Sabahın sessizliği, kapının arkasından gelen tok bir sesle bozuldu. Viktor'un gözlerinde beliren o karanlık hızla dağıldı, yerini hayal kırıklığı ve hafif bir öfke aldı.

"Viktor, uyandınız mı oğlum?" Mischa'nın sesi kapının ardından duyuldu.

Viktor dişlerini sıkarak bakışlarını benden çekti. "Evet, Mischa," dedi, sesi keskin ve kararlıydı.

"Rahatsız ediyorum ama Boris ile Dmitriy geldi."

Viktor yataktan kalkarken, yüzündeki sabırsızlık giderek belirginleşiyordu. Hızla gömleğini giyerken, bana bakışlarını hiç kaçırmadı. Aramızdaki sessizlik gerilimi daha da artırıyordu. Ben de yataktan kalktım ve gömleğinin birkaç düğmesini iliklemeye başladım. O sırada gözleri hâlâ üzerimdeydi, sessizce ama derinden hissedilen bir yoğunluk vardı aramızda.

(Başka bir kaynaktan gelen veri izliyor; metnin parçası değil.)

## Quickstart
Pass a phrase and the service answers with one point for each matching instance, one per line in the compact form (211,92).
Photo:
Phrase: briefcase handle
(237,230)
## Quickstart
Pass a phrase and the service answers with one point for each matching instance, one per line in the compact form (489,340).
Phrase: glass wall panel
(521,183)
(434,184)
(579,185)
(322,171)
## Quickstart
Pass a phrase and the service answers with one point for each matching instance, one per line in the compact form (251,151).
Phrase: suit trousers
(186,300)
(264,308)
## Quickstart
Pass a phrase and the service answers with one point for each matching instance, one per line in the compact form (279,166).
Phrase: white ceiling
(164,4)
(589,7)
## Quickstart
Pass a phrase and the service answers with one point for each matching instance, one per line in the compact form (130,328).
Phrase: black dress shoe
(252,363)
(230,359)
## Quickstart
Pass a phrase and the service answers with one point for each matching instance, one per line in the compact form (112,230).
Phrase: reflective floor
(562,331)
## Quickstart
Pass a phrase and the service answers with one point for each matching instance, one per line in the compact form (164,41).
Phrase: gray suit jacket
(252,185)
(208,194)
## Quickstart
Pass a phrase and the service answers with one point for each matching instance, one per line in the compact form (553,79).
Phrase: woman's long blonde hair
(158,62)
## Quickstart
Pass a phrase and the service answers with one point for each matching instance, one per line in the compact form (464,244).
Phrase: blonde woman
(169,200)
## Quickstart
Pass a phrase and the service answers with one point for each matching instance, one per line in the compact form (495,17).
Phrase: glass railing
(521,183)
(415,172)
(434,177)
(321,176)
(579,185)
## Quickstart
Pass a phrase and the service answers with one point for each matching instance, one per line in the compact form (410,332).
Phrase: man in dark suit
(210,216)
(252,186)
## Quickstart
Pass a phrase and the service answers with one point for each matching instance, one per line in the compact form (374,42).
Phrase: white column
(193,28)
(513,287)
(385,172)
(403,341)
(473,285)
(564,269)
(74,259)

Son düğmeyi iliklediğimde, Viktor birden belime sarıldı ve beni yavaşça duvara yasladı. Aramızdaki boşluk hızla kayboldu. Dudakları kararlı bir şekilde yeniden dudaklarımı buldu, bu öpücük hem sahiplenici hem de sevgi doluydu. İçindeki yoğun duygu, her dokunuşunda hissediliyordu. Bu derin bağ, onun kontrolsüz tutkusu kadar, içinde sakladığı daha karmaşık hisleri de ortaya çıkarıyordu.

Geri çekildiğinde, alnını benim alnıma yasladı. Nefesi sıcak ve düzensizdi, yüzüme değen hafif bir esinti gibiydi. "Çok güzelsin, moye solyntse... İçimi titretecek kadar," dedi, sesi derin ve içten. Gözlerinde yanıp sönen bir karanlık vardı. "Vera... Kalbimi, zihnimi, her şeyimi ele geçirdin. Beni dağıttın ve yeniden bir araya getirdin."

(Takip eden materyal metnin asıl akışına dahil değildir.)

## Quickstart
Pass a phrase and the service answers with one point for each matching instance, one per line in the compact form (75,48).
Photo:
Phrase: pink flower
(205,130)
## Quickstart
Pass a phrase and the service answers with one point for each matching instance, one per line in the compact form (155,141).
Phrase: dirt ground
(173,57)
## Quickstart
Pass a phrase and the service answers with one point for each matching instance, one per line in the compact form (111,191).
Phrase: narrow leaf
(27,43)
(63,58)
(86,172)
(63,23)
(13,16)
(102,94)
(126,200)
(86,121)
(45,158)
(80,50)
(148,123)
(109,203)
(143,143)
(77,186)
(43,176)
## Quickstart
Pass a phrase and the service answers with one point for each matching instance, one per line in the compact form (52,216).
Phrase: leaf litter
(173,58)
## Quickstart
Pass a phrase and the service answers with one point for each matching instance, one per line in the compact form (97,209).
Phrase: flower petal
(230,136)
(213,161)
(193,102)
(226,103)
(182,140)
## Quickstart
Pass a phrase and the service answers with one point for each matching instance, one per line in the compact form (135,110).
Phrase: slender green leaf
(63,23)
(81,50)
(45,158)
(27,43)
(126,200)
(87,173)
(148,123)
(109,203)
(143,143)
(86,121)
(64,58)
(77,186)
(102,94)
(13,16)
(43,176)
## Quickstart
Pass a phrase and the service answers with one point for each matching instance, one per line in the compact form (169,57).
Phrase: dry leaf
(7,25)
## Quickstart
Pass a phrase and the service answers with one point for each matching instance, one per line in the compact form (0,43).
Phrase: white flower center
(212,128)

Sözleri içime dokundu. Viktor'un hissettirdiği bu derin duygular, aramızdaki karmaşaya hiç yardımcı olmuyordu. Bir an durdu, sanki söylemek istediği başka bir şey vardı, ama sonra vazgeçti. Yutkunup yavaşça geri çekildi. Bakışları bir kez daha üzerimde gezindi, sanki her ayrıntıyı zihnine kazıyormuş gibi.

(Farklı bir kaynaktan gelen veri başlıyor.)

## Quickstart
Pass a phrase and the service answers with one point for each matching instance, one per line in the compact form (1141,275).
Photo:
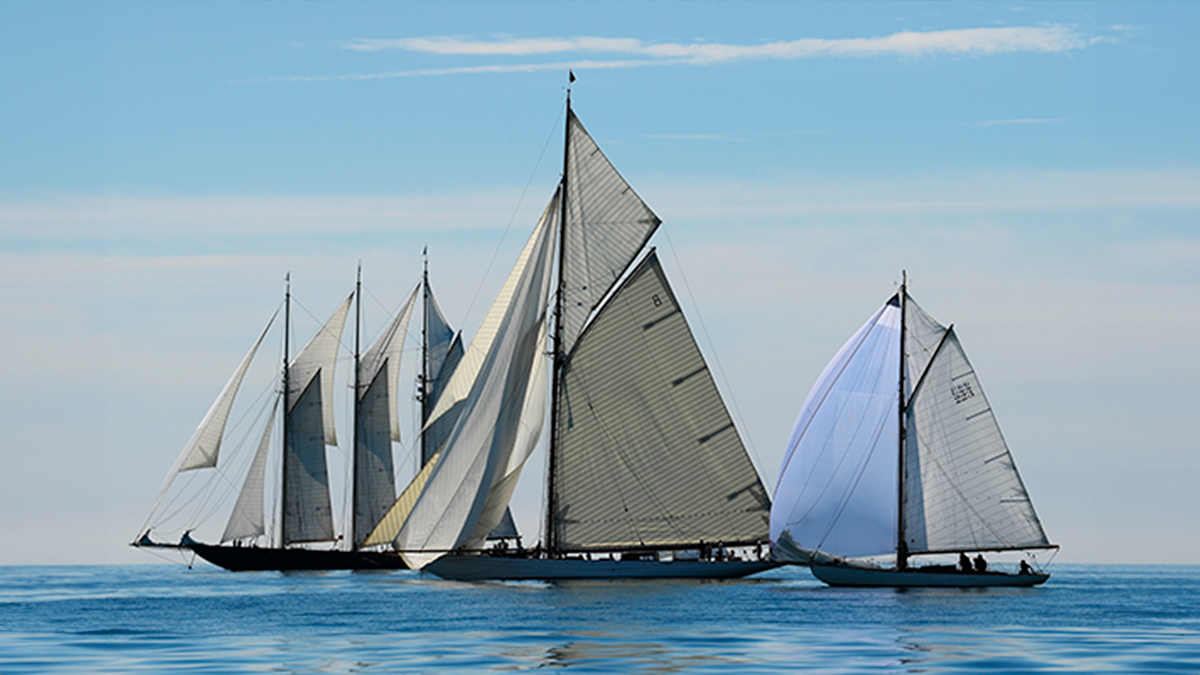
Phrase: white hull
(880,577)
(478,568)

"Amcam seni de görmek isteyecektir. Kahvaltıya kadar hazırlanabilir misin?" dedi bir anda, sesindeki ani değişim beni şaşırttı. Az önceki yoğun duygular, yerini yeniden o tanıdık soğukluğa bırakmıştı.

Hazırlıksız yakalanmıştım. Viktor'un duygularını bu kadar hızlı kontrol altına alabilmesi, bana onun derinliklerindeki karanlığı bir kez daha hatırlattı. "Hazırlanırım," diye mırıldandım, sesim hafif bir titremeyle çıktı.

Viktor başını salladı, kapıya yönelirken bir kez daha bana baktı. Yüzündeki o memnuniyet ifadesi hızla silindi. İç çekerek kapıyı kapattı.

"Aşağıda görüşürüz," dedi, soğukkanlı bir veda tonuyla.

Ben de aynı soğukkanlılıkla cevap verdim: "Olur, Viktor." Ama içimde düğümler vardı, basit sözlerin ardına gizlenmiş bir sızı... Kapı kapanır kapanmaz derin bir nefes aldım. Viktor'un varlığı bile beni tarifleyemediğim duygulara sürüklerken, aramızdaki sorunlar beni bir denklemin içine hapsediyor, denklemi bir türlü çözemiyordum.

Ama... O bağ, aramızdaki sevdanın derinliği o kadar büyüktü ki, bu yoğun çekimi bir kelimeyle tanımlamak imkansız hale gelmişti. Aşk mı, tutku mu, yoksa ikisinin birleşimi mi... Bunu çözmeye çalışmak bile, her anını daha belirsiz kılıyordu.

Yine de Viktor, bir kez daha beni bu karmaşanın ortasında bırakmıştı. Kapı kapanırken, içimdeki belirsizlik giderek büyüyordu.